ゼロから理解する「Oracle RAC」:ゼロからのリレーショナルデータベース入門(7)(1/2 ページ)
本連載は、企業の成長に不可欠な「データ活用」を推進していくために必要なデータ基盤の基礎を“あらためて”解説していきます。今回は、Oracle Databaseのクラスタリング機能である「Oracle Real Application Clusters(Oracle RAC)」の基礎と仕組みを解説します。【更新版】
目次
「Oracle RAC」とは
「Oracle Real Application Clusters(以下、Oracle RAC)」とは、ロードバランス(負荷分散)型のクラスタリング構成をOracle Databaseで実現する方式のことです(図1)。
Oracle RACでは、各ノードで稼働している複数のOracleインスタンスで、共有ストレージ上のデータベースを管理しています。主に以下の3つの特徴があります。
1:「可用性」を高める
Oracle RACの構成では、複数のインスタンスで1つのデータベースを管理しています。このため、仮にあるノードでハードウェア障害が発生したとしても、他のノードのOracleインスタンスに接続しているアプリケーションは処理を継続できます(図2)。

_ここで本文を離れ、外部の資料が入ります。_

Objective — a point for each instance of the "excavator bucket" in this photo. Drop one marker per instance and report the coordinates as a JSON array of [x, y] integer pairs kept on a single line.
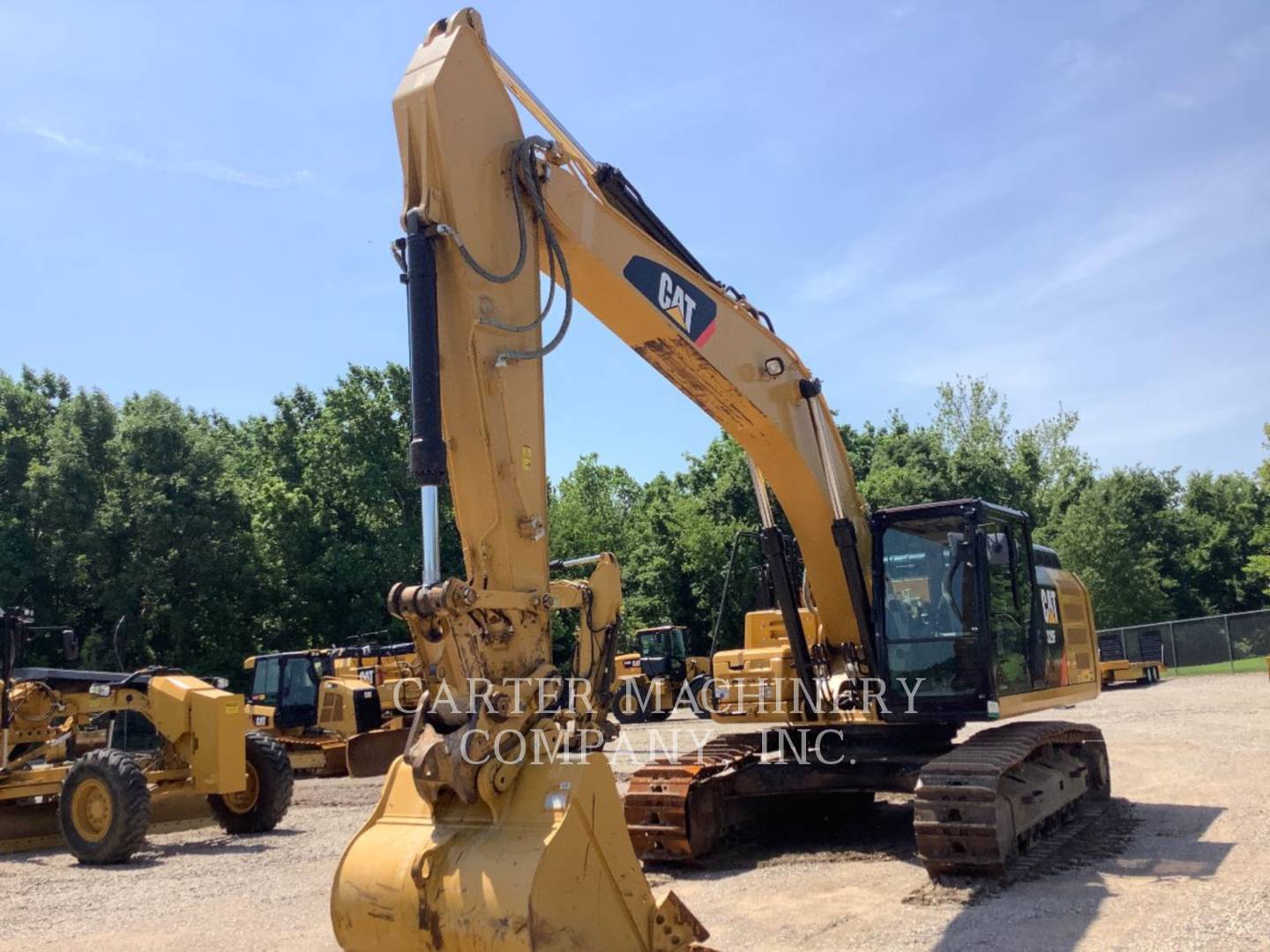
[[372, 755], [554, 871]]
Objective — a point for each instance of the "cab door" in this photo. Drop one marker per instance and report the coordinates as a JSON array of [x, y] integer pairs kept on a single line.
[[297, 693]]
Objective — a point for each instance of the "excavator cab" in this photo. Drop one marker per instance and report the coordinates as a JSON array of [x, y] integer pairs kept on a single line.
[[288, 683], [955, 607], [663, 652]]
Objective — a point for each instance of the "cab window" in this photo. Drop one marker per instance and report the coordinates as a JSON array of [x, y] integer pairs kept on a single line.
[[1010, 603], [265, 681]]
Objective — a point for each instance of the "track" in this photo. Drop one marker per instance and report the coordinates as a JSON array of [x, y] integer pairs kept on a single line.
[[1002, 801], [993, 807], [660, 799]]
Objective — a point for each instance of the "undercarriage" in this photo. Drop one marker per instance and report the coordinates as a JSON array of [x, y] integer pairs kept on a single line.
[[978, 805]]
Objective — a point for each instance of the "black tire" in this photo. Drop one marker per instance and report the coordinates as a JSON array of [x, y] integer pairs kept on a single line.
[[104, 807], [258, 810], [698, 686], [630, 691]]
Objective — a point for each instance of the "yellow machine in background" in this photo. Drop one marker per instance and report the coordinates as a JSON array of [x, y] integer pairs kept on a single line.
[[335, 710], [484, 838], [653, 681], [197, 761], [1132, 655]]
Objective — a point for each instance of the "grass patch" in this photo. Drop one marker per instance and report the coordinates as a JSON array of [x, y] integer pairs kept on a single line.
[[1241, 666]]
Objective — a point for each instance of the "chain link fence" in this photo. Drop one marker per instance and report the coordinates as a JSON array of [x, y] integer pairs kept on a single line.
[[1213, 645]]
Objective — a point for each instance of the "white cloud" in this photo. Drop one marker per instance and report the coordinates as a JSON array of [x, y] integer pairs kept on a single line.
[[199, 167]]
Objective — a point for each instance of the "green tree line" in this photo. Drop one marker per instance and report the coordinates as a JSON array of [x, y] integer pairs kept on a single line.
[[215, 539]]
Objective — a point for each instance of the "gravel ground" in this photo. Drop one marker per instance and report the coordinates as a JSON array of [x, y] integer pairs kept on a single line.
[[1183, 861]]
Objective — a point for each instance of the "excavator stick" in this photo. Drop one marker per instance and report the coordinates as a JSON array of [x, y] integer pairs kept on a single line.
[[475, 844]]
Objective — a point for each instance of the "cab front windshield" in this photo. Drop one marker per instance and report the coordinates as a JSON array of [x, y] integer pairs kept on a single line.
[[930, 606], [661, 643]]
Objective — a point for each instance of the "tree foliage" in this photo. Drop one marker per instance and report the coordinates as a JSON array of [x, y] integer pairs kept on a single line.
[[215, 539]]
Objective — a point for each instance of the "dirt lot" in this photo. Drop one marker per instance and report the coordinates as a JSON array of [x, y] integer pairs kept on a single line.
[[1184, 862]]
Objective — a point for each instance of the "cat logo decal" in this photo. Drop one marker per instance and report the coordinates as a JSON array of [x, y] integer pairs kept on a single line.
[[675, 296]]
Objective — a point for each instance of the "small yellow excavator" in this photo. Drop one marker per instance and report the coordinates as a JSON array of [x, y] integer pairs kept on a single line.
[[187, 758], [909, 623], [335, 711]]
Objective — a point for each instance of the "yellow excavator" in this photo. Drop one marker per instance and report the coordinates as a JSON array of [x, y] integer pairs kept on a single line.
[[908, 623], [335, 710]]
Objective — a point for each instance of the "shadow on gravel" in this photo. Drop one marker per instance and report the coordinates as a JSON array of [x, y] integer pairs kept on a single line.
[[158, 853], [813, 831], [1053, 906]]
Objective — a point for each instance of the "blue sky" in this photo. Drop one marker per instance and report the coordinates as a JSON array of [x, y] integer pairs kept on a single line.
[[1072, 199]]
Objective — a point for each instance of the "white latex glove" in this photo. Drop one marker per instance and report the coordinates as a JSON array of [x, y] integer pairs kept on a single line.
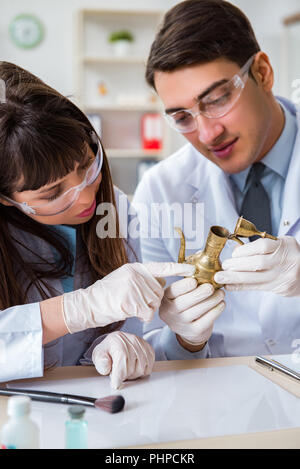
[[123, 356], [190, 310], [264, 264], [131, 290]]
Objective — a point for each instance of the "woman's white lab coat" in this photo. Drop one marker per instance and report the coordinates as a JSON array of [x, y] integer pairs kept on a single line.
[[253, 322], [21, 352]]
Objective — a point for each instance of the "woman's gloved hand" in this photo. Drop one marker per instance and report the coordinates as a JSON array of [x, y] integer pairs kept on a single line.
[[190, 310], [264, 264], [124, 357], [133, 290]]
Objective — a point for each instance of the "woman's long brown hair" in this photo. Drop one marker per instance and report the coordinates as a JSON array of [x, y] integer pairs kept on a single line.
[[42, 136]]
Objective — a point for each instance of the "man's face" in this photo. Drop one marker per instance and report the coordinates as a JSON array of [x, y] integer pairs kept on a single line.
[[238, 139]]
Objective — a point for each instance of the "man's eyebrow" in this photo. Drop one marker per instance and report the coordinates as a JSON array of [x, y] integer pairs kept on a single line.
[[200, 96]]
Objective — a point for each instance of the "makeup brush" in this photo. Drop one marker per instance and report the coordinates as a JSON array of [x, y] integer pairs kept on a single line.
[[111, 404]]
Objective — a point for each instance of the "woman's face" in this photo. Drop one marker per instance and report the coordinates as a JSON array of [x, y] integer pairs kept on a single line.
[[79, 212]]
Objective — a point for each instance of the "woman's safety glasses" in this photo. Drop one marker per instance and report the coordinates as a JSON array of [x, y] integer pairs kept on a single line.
[[216, 103], [68, 198]]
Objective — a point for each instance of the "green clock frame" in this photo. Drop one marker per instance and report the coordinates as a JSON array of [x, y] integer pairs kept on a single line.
[[39, 31]]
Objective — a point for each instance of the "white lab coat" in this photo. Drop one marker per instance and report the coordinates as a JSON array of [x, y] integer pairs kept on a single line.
[[21, 352], [253, 322]]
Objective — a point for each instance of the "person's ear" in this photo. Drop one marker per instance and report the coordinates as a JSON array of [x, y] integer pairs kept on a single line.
[[263, 72], [5, 202]]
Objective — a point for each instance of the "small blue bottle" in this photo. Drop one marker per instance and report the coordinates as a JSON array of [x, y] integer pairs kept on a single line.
[[76, 428]]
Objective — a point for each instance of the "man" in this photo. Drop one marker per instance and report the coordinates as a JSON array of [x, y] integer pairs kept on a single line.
[[242, 158]]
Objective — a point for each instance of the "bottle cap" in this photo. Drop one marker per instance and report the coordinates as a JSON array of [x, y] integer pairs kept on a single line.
[[76, 411], [18, 406]]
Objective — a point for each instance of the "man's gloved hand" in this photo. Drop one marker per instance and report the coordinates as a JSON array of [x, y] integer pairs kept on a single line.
[[133, 290], [264, 264], [124, 357], [190, 310]]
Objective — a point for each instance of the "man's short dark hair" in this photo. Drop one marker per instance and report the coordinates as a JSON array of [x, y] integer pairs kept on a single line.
[[200, 31]]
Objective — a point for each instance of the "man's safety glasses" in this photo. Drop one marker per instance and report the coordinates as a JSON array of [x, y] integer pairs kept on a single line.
[[215, 104], [68, 198]]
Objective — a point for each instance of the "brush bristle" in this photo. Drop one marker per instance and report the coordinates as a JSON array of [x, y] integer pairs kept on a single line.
[[111, 404]]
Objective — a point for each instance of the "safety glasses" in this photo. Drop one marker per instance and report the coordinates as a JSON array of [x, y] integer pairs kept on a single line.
[[68, 198]]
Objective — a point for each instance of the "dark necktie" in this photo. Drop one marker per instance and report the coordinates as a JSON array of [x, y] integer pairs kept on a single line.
[[256, 205]]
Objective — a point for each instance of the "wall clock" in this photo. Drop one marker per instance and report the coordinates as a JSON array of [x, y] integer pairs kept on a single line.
[[26, 31]]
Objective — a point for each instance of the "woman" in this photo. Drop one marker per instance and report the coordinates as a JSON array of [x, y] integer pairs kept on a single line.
[[64, 293]]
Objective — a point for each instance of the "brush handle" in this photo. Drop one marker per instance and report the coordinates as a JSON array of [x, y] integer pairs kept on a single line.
[[46, 396]]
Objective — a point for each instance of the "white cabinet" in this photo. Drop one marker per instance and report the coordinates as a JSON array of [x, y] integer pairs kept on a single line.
[[111, 87]]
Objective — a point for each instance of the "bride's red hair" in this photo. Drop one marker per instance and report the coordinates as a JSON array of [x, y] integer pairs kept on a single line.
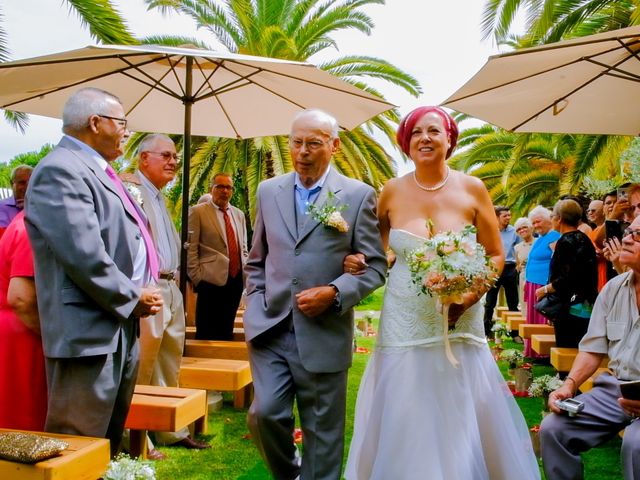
[[406, 126]]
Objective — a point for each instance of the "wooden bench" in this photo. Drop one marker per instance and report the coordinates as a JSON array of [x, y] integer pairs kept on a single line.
[[498, 312], [163, 409], [562, 358], [86, 458], [588, 383], [527, 329], [514, 322], [238, 333], [216, 349], [218, 374], [543, 344]]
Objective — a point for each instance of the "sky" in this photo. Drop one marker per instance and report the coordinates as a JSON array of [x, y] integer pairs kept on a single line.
[[438, 42]]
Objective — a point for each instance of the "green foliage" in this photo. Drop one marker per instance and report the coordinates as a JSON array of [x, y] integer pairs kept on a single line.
[[29, 158]]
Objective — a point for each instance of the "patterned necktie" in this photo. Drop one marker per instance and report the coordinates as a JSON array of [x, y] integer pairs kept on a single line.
[[152, 255], [232, 245]]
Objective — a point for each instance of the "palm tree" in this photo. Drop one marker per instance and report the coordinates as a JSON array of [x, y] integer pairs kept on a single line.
[[292, 30], [522, 170]]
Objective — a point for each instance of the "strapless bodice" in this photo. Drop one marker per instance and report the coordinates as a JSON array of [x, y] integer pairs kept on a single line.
[[409, 317]]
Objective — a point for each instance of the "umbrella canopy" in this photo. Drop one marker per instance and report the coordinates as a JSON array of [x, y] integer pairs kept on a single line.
[[588, 85], [187, 91]]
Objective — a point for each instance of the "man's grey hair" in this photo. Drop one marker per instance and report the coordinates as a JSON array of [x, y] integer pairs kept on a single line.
[[18, 169], [149, 141], [321, 116], [522, 222], [540, 211], [84, 103]]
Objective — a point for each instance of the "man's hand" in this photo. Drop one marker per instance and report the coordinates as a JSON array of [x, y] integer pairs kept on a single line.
[[355, 264], [314, 301], [150, 302], [565, 391]]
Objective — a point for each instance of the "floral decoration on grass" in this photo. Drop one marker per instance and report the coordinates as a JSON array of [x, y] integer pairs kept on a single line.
[[123, 467]]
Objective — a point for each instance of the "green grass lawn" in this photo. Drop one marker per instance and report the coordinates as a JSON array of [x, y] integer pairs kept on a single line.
[[233, 456]]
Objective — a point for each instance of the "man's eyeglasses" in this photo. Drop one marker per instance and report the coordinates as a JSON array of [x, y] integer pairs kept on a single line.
[[312, 145], [166, 155], [634, 232], [120, 121]]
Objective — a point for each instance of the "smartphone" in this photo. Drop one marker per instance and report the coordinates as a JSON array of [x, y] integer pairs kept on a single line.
[[630, 390], [613, 228], [623, 193]]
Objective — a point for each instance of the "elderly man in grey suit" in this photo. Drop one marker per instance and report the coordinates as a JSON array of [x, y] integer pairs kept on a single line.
[[614, 332], [93, 261], [299, 318], [217, 252], [161, 336]]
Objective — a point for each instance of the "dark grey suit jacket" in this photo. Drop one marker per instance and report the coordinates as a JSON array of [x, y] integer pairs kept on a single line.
[[84, 243], [283, 262]]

また、そのときに障害が発生したノードにアクセスしていたアプリケーションも、他ノードに接続を切り替える(フェイルオーバーする)ことで処理を継続できます。つまり、サービスを止めない=可用性を高めることが可能です。
2:「負荷分散」が可能
Oracle RACの構成では、複数のインスタンスで1つのデータベースを管理しています。つまり、「どのインスタンスに接続して処理を行っても、同様の結果が得られる」ということです。クライアントから接続するインスタンスをランダムに選択したり、接続要求を負荷の低いノードに振り分けたりして、負荷を分散できます(図3)。
3:「拡張」によって性能向上が可能
Oracle RACで構成するインスタンスは増減が可能です。インスタンスを追加(スケールアウト)すれば、システム全体の処理能力を向上させることができます(図4)。
以上のようにOracle RACでは、複数のインスタンスで1つのデータベースを管理することで、可用性、負荷分散、拡張性の実現という大きなメリットが得られます。その一方で、複数のインスタンスで1つのデータベースのデータを同時に参照、更新するために、シングルインスタンスの場合とは異なる仕組みが必要となります。